A person who starts every new day from zero is the most uncomplicated. Effectively everything that is in the past can certainly influence his actions and decision-making, but more probably he is ready to take a step into the unknown, to take every new scenario as if he had never seen it before.
And in fact life is like that. Even though you look at a situation and you think you've never seen it before, it's not true. There are many situations that resemble others, but there'll always be a detail that makes it differ from anything that happened before. So the uncomplicated person will accept that, and use his bank of experience more as a back-up, not really as something that gives him a standard format of how to react, and how to behave. He has a fresh look. He may even look on every detail as new, since he knows that that one detail that is so very different, effectively affects even those details that look very familiar.
In the world of tennis, a player will have had a hard rigorous, often very fixed learning process. He'll have learned to learn from his coaches. His training will have instilled in him physical movements that will serve him well in match situations. An opponent sends you flying into an angle with a forehand crosscourt, and your training will cause you to return the ball as if your body and mind were not in the slightest stress. For many players it's a very hard ball to return, but for the seasoned pro, this is a ball he'll return comfortably 99 times out of 100.
So what happens if this same ball arrives from the opponent with varying speeds, spins and angles? Has my fixed learning trained me to deal with a situation that I haven't necessarily trained myself sufficiently for? The complicated person will search for excuses.He'll blame his body, blame his mind, blame his coaches, his schedule and his racket. All sorts of possibilities will emerge, because the complicated person's mind works like that.

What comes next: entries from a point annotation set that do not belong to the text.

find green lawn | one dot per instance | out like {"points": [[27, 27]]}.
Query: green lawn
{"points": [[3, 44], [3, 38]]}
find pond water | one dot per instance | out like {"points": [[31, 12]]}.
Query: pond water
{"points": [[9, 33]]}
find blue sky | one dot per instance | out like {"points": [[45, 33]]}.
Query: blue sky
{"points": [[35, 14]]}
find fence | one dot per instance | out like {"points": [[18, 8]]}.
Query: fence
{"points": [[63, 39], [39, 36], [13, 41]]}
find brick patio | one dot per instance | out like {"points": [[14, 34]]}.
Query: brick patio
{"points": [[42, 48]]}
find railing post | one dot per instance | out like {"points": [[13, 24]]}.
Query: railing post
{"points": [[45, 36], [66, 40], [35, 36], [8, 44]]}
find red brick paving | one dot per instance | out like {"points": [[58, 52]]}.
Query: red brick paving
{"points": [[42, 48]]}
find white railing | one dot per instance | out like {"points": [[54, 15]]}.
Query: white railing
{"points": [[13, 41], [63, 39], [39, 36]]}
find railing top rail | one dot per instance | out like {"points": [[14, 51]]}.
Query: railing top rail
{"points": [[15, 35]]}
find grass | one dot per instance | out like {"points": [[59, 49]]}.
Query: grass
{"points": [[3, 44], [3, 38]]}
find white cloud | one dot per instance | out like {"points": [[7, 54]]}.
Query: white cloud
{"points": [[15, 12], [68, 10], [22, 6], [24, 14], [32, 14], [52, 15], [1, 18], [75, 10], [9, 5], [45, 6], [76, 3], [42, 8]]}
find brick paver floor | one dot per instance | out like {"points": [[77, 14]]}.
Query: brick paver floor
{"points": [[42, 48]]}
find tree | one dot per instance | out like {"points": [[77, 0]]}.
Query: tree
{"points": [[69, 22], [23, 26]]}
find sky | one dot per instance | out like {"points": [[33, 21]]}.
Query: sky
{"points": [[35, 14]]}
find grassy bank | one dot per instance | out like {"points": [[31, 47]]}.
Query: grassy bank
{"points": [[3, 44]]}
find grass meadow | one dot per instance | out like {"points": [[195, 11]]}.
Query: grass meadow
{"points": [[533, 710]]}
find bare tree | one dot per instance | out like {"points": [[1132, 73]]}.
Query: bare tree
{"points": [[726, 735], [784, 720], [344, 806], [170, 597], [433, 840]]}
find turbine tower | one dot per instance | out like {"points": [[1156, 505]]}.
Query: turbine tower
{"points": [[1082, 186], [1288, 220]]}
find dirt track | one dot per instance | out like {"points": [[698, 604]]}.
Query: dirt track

The uncomplicated person will indeed feel the stress. But he'll see the challenge positively. He'll know he may have to go to a place that he hasn't really been before. But he'll trust himself to give some sort of response. His response won't be far wrong, but it may fail.
A top tennis player is supposed to be a clever tactician. He is supposed to be watching the moves that his opponent makes, and trade it off against those that he himself is making. So much of the game is played in the mind. It's not just about forehands and backhands.
"Eek! Every time I give him a slow ball on the forehand he crashes it into my forehand corner." Decision - I must stop hitting to his forehand. Wrong. The uncomplicated person, he knows that forehand crosscourts of all types belong in the big picture of the game. It simply cannot be avoided.
So now the uncomplicated person makes the right decision. He says, OK, I'll hit those slow balls onto his forehand, but when he smashes it crosscourt, I'll be ready for it. I'll be waiting for it. And once I pick them up, I'm going to come back at you with my own weapons.
The plan could go wrong. He could indeed be hammered off the court by these big forehand crosscourts. But the uncomplicated person accepts the general parameters of the game, of life in fact, and takes on the challenge, knowing that even if it doesn't work out today, it'll give him useful experience later in his match-playing life, and give his coach ideas for practice.